"What was that stuff?" he demanded of the oblivious Grindley.

"Usually snuff and cayenne," Singleton answered for him. "Harmless, unless it's flung into the eyes."

"Flung in!" gasped Lady McIntyre, receiving, as it were, full in the face her first staggering suspicion.

"If you get only a whiff, the thing to do is to gargle and bathe the eyes," Singleton advised politely, and fell upon his book again, like some intrigued reader of romance.

Lady McIntyre declined to go away to bathe and gargle. She sat wiping her streaming eyes and letting loose an occasional sneeze.

There still remained in the boot box, as Napier had seen, two modest-sized receptacles to be examined. One was of nickel or silver; the other, a trifle larger, appeared, as Grindley lifted it out, to be an ordinary japanned cash-box, with the key sticking in the lock.
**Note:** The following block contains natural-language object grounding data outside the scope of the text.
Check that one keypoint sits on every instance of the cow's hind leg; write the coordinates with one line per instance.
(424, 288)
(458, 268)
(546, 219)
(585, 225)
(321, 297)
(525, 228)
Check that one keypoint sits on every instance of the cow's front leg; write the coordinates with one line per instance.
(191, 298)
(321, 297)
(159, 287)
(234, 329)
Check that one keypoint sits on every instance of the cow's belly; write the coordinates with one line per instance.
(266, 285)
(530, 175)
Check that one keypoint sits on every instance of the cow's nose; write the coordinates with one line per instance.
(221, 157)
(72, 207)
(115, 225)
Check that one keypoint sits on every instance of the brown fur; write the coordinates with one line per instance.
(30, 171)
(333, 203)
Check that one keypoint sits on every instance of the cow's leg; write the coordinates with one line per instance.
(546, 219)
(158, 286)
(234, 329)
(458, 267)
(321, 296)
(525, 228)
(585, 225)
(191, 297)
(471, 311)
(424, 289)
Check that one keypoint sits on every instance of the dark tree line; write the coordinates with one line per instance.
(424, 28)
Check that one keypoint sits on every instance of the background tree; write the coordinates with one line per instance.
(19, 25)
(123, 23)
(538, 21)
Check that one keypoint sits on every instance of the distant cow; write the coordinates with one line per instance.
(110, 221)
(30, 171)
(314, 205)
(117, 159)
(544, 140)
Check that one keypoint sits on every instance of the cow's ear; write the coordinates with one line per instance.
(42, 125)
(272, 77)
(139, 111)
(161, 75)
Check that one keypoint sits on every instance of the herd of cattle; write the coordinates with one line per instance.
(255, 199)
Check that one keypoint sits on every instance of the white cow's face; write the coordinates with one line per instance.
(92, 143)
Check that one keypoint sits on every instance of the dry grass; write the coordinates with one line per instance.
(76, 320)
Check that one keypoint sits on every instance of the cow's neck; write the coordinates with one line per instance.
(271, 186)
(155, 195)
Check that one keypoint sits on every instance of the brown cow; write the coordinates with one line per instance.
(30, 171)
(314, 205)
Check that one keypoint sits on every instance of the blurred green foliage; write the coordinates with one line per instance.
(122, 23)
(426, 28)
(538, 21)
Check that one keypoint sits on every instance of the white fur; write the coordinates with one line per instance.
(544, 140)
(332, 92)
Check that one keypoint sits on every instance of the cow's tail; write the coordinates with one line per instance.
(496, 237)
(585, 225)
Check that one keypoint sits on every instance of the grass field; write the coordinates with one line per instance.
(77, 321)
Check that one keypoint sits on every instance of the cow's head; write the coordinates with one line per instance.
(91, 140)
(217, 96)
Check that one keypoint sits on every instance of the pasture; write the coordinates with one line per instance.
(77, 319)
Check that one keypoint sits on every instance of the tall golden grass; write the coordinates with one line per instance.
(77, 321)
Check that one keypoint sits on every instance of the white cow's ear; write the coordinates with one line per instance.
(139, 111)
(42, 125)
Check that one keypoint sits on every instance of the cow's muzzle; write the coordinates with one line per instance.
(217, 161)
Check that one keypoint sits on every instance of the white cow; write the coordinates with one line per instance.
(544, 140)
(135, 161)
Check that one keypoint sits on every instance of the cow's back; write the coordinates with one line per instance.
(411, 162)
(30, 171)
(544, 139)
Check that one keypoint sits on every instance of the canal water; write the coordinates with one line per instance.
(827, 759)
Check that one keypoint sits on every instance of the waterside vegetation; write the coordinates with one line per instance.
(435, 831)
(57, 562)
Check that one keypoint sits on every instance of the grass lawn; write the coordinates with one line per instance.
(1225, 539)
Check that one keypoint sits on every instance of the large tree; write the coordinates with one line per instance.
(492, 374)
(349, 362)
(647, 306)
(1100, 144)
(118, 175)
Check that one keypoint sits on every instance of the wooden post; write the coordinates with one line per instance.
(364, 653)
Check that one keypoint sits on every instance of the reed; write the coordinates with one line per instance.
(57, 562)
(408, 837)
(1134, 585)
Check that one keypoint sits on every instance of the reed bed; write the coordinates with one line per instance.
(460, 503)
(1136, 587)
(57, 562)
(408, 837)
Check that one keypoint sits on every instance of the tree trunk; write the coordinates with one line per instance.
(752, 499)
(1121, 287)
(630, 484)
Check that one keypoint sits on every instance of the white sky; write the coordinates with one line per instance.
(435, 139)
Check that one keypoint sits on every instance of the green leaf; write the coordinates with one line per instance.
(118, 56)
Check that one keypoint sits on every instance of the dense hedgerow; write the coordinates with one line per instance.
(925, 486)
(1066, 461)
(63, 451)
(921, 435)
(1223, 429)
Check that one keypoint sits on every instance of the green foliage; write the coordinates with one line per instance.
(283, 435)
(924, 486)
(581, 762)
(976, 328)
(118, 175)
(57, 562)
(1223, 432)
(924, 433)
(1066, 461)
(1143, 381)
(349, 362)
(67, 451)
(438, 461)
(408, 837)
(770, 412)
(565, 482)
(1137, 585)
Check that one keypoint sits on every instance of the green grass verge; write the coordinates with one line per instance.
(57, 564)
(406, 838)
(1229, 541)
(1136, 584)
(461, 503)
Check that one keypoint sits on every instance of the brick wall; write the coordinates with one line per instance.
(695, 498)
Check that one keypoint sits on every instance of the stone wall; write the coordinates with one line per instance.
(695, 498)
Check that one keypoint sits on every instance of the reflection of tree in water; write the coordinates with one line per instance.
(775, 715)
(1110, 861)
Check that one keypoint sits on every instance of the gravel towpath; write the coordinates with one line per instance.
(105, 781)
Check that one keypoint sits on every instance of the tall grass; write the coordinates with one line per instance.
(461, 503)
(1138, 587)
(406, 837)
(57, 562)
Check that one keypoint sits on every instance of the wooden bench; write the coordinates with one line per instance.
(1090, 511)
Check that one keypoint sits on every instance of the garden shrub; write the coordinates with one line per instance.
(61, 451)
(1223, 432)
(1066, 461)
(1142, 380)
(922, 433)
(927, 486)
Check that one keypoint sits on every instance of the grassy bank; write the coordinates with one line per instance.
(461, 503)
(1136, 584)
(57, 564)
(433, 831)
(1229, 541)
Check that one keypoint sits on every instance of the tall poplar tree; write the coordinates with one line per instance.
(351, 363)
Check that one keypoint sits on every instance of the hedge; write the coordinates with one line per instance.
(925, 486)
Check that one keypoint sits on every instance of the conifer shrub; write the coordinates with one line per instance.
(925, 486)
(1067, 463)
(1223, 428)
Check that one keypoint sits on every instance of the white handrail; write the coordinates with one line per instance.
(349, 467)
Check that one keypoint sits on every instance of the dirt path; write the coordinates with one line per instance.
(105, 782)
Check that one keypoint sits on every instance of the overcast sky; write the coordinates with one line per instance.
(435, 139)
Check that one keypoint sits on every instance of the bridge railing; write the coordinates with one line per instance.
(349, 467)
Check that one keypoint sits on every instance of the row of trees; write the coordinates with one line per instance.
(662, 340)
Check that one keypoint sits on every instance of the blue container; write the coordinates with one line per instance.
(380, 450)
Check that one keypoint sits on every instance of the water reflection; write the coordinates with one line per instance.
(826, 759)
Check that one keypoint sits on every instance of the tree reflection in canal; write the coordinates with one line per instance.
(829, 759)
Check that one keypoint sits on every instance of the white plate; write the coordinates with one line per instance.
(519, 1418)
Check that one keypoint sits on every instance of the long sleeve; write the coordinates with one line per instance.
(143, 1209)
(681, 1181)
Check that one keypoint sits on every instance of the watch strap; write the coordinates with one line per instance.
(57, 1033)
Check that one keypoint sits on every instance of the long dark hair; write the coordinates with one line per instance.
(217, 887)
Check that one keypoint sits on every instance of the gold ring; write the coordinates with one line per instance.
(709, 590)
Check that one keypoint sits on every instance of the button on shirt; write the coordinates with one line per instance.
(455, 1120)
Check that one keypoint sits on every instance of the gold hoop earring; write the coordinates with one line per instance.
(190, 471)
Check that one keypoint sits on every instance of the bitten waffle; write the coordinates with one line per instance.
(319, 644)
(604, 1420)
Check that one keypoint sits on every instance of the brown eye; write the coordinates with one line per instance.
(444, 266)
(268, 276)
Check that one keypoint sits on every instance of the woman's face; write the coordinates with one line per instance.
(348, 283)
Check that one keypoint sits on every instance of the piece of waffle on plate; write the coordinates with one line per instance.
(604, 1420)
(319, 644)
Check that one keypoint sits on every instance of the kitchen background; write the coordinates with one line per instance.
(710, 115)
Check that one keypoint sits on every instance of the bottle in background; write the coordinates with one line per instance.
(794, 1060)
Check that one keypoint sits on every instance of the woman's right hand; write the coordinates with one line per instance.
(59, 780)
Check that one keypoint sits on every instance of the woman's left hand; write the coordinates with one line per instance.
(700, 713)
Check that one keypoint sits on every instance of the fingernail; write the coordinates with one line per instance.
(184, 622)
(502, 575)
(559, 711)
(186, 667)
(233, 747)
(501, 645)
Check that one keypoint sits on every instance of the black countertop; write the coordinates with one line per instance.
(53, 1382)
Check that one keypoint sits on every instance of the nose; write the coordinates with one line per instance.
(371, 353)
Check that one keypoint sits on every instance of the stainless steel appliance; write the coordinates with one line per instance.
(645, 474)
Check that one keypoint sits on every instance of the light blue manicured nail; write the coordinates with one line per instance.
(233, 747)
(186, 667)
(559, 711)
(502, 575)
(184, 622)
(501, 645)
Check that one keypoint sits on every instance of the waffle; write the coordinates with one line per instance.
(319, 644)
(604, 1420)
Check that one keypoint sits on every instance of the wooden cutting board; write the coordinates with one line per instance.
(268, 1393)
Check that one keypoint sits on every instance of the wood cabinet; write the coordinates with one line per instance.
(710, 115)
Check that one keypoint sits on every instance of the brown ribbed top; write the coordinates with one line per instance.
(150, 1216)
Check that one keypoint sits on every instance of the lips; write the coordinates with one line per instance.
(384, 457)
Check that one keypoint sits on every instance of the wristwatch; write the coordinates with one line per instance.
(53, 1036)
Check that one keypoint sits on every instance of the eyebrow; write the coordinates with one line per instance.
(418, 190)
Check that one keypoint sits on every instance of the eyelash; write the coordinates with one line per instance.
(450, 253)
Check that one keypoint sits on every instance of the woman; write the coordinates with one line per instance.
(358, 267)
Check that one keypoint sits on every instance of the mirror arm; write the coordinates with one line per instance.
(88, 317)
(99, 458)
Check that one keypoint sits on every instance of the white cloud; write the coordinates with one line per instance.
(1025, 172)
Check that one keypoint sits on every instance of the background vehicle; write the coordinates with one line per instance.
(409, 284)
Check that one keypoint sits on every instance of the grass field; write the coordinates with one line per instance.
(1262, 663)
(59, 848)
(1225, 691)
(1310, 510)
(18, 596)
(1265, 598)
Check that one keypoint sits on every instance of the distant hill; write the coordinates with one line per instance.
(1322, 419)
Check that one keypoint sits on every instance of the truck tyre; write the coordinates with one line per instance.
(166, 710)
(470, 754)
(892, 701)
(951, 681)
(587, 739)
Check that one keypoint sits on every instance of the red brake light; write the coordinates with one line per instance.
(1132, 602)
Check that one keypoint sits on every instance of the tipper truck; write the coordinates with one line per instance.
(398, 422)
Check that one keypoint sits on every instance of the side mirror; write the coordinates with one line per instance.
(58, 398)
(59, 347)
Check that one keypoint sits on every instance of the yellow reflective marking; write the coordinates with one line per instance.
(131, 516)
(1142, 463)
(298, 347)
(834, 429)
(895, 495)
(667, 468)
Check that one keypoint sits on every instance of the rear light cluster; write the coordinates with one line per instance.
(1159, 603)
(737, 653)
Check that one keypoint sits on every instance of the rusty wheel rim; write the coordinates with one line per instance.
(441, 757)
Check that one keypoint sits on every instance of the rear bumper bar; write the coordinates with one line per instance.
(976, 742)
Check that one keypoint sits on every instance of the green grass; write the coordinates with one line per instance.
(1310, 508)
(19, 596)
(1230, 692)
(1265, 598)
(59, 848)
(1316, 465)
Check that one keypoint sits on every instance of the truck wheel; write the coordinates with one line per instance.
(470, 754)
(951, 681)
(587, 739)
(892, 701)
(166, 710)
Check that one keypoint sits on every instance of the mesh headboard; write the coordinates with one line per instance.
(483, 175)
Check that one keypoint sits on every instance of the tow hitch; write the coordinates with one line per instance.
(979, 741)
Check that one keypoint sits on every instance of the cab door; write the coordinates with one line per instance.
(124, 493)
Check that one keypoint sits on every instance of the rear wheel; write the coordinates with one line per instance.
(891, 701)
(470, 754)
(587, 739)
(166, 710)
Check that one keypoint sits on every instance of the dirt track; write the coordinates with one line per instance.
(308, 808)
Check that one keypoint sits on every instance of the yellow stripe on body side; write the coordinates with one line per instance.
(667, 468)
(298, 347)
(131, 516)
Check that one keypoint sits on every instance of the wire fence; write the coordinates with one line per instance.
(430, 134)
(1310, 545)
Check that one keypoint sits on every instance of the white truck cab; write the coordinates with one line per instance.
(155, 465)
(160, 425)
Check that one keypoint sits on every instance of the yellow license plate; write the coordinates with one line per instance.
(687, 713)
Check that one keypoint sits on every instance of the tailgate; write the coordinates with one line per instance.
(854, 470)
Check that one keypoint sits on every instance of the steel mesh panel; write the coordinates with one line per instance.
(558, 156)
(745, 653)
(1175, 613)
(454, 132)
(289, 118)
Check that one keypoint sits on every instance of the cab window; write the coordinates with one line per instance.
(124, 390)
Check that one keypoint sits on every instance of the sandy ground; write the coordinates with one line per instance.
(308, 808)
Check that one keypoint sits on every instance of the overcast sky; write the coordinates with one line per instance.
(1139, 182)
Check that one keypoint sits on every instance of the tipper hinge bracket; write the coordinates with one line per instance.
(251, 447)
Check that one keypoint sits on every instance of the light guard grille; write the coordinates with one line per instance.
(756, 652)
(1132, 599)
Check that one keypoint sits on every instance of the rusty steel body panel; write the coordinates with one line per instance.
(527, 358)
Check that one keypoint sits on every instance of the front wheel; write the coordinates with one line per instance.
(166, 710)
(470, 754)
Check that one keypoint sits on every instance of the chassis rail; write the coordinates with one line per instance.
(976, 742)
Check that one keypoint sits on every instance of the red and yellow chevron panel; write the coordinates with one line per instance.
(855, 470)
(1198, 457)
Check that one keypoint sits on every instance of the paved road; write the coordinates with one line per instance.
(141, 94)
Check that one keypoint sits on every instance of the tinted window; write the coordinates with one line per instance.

"Achew! chew! chew!" said Lady McIntyre, trying to clear her watery vision, the better to verify the fact that the box was full of English gold—most of it done up in amateur rouleaux of twenty pounds each, sealed at each end.

Surprising, but not criminal, Lady McIntyre's inflamed face seemed to say. "Maybe," she wedged the words in between a couple of less violent sneezes; already she was steadying herself after the shock of knowing that gray bag of devilment in Greta's possession—"maybe she is custodian—others'—savings—some refugee."

Grindley had tumbled the rouleaux and the loose gold into his handkerchief. He knotted it and threw it into his case.

"I shall tell her!" Lady McIntyre's still streaming eyes arraigned him. "She shall know you've got it."